An extract from one of my FAQs:

 This is Pascal's memory model:

 HeapEnd   --------------------------------------
           |                                    |
           |               Heap                 |
           |                                    |
 HeapOrg   --------------------------------------
           |           Overlay buffer           |
 SSeg      --------------------------------------
           |               Stack                |
 SPtr      --------------------------------------
           | Data segment with global variables |
           |====================================|
           |           Typed constants          |
 DSeg      --------------------------------------
           |Code segment of the run-time library|
           |------------------------------------|
           |         Code segment unit A        |
           |------------------------------------|
           |       Other unit code segments     |
           |------------------------------------|
           |         Code segment unit E        |
           |------------------------------------|
           |      Code segment main program     |
 CSeg      ======================================
           |     Program Segment Prefix (PSP)   |
 PrefixSeg --------------------------------------
 


As for large local variables, store them in heap memory in stead of in stack memory.

Regards,
Bert Vingerhoets
vingerhoetsbert@hotmail.com
http://student.vub.ac.be/~bvingerh/
Don't worry what people think about you. They're too busy wondering what you think about them.

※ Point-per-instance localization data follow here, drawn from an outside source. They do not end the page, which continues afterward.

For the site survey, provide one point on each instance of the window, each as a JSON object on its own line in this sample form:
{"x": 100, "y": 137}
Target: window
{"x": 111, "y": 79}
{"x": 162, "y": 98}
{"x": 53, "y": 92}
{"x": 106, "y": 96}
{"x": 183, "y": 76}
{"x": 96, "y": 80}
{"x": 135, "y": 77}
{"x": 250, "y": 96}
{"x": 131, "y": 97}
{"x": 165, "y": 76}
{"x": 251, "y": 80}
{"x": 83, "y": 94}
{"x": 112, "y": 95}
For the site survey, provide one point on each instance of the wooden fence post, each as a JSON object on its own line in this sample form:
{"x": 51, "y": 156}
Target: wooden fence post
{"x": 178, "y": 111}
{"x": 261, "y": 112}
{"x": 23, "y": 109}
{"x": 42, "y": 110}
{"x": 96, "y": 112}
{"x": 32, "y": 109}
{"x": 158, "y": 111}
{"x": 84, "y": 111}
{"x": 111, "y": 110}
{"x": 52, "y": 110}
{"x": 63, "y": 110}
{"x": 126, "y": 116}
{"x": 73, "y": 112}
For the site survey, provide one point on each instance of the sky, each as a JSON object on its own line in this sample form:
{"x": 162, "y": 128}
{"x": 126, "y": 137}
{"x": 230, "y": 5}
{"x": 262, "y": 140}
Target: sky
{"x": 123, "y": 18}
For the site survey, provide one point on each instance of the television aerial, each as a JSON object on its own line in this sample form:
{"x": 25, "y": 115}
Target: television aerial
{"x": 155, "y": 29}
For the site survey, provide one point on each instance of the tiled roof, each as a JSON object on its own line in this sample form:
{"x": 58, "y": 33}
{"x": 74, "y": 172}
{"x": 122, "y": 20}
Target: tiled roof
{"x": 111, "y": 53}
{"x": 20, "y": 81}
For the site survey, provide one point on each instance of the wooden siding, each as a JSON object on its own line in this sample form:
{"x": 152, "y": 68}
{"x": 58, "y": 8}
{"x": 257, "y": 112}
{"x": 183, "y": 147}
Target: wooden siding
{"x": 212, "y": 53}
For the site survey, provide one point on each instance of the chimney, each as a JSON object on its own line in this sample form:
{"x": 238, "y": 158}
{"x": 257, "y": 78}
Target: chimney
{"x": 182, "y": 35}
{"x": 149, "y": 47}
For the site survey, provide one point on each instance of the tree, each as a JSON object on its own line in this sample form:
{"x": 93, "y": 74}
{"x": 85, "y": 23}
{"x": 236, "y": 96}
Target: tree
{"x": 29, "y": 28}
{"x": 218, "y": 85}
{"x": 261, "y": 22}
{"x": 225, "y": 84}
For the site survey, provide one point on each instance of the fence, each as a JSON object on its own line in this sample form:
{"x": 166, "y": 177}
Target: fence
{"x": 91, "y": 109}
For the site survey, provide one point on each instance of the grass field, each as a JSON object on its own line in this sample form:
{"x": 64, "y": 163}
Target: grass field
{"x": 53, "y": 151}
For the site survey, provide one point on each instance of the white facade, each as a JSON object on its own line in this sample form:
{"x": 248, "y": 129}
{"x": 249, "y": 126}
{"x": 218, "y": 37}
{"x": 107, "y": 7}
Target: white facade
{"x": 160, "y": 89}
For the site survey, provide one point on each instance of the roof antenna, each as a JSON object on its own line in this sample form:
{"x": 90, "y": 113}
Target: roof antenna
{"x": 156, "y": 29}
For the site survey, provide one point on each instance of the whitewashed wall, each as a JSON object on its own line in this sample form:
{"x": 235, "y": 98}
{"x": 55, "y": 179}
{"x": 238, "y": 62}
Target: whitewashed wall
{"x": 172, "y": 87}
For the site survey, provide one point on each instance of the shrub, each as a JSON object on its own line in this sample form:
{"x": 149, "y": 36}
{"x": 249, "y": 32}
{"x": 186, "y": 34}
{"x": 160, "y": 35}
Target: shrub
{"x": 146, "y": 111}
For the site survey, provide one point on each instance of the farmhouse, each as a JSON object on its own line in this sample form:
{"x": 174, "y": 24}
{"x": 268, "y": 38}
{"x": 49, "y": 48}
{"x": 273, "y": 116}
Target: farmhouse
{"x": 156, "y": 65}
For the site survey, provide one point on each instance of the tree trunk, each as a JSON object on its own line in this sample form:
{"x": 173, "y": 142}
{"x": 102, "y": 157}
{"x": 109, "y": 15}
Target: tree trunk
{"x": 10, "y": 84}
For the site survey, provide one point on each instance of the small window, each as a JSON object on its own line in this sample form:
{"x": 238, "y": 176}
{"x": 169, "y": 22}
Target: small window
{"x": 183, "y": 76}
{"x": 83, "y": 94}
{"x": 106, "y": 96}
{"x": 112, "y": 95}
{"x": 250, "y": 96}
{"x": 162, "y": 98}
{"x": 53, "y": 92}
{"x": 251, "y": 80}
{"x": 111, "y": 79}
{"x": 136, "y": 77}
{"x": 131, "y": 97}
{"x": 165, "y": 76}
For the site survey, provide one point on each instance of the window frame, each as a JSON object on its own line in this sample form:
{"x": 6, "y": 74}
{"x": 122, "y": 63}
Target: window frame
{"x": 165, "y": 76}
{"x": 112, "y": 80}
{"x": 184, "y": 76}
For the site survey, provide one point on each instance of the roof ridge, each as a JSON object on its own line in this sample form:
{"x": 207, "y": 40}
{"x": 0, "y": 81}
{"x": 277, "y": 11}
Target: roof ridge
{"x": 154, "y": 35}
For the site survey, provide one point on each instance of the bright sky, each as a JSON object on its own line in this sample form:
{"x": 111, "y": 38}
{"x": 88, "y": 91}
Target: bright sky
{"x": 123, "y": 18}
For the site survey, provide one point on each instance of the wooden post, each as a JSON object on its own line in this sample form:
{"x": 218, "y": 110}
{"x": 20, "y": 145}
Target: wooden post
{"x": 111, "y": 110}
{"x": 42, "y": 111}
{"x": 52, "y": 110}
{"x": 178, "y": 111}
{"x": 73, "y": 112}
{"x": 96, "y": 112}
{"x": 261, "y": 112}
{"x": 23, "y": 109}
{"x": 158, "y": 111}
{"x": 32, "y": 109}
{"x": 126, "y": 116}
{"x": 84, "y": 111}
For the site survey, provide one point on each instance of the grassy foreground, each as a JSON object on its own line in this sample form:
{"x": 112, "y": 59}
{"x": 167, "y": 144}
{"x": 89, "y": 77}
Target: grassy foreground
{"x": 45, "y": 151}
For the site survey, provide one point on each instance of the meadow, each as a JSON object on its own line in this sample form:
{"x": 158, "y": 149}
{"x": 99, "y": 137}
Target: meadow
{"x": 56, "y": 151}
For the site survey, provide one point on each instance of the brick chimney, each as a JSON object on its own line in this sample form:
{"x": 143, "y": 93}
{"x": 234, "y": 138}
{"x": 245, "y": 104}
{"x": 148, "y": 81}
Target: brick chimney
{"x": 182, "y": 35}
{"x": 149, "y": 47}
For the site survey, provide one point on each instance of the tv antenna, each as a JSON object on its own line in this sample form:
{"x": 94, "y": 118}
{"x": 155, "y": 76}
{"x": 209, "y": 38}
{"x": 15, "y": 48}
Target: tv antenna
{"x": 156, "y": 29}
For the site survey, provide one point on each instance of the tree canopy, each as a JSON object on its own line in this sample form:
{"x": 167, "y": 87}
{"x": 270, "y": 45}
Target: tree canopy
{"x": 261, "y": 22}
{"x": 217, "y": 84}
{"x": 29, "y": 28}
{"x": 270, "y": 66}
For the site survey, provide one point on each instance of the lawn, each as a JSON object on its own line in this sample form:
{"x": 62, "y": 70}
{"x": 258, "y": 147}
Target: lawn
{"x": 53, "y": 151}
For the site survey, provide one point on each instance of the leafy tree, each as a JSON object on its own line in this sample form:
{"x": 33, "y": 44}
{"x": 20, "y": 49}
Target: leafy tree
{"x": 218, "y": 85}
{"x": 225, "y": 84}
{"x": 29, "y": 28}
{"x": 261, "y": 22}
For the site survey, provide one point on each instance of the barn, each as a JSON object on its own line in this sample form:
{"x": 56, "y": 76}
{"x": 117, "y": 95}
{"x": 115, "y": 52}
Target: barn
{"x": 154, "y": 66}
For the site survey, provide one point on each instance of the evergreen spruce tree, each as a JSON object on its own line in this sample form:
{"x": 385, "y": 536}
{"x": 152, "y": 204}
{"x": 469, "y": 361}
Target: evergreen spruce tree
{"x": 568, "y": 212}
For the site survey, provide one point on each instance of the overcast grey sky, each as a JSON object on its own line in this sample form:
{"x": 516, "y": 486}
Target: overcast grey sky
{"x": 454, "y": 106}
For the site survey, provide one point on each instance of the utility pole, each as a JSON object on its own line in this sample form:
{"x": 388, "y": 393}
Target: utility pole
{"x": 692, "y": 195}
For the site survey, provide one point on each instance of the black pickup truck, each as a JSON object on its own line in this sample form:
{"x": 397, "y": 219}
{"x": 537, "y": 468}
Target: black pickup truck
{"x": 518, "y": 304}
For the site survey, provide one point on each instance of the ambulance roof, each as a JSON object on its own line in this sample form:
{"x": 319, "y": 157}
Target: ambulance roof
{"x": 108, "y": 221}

RE: BIG Memory Problems....

     The stack/heap collision you refer to can only happen with a smaller memory model than used by TP.  TP's stack is fixed and not shared with the heap.

RE: BIG Memory Problems....

If stack checking is turned off (with the {$S-} compiler directive), it is possible that it grows into a part of memory where it shouldn't be. But who turns off stack checking anyway?

Regards,
Bert Vingerhoets
vingerhoetsbert@hotmail.com
http://student.vub.ac.be/~bvingerh/
Don't worry what people think about you. They're too busy wondering what you think about them.

RE: BIG Memory Problems....

Me! But only in final versions of programmes, and only parts where speed matters. The trouble with stack checking is that it inserts a far call to the stack checking code at the start of every single procedure (well, at least in Turbo 6.0 that's what it does). If you're writing a recursive procedure for evaluating something, that can be a lot of extra overhead...  And there's an argument that there's not a lot of point in carefully keeping a frequently-called procedure in the same unit as its caller, and making it near-called, if it promptly performs an unnecessary far call.
But maybe this changed in other versions of pascal.

RE: BIG Memory Problems....

     Note that you can overflow the stack *WITHOUT* triggering the waring!  It can only happen if you have a lot of local variables.  The allocate-stack-frame routine does *NOT* check for wraparound.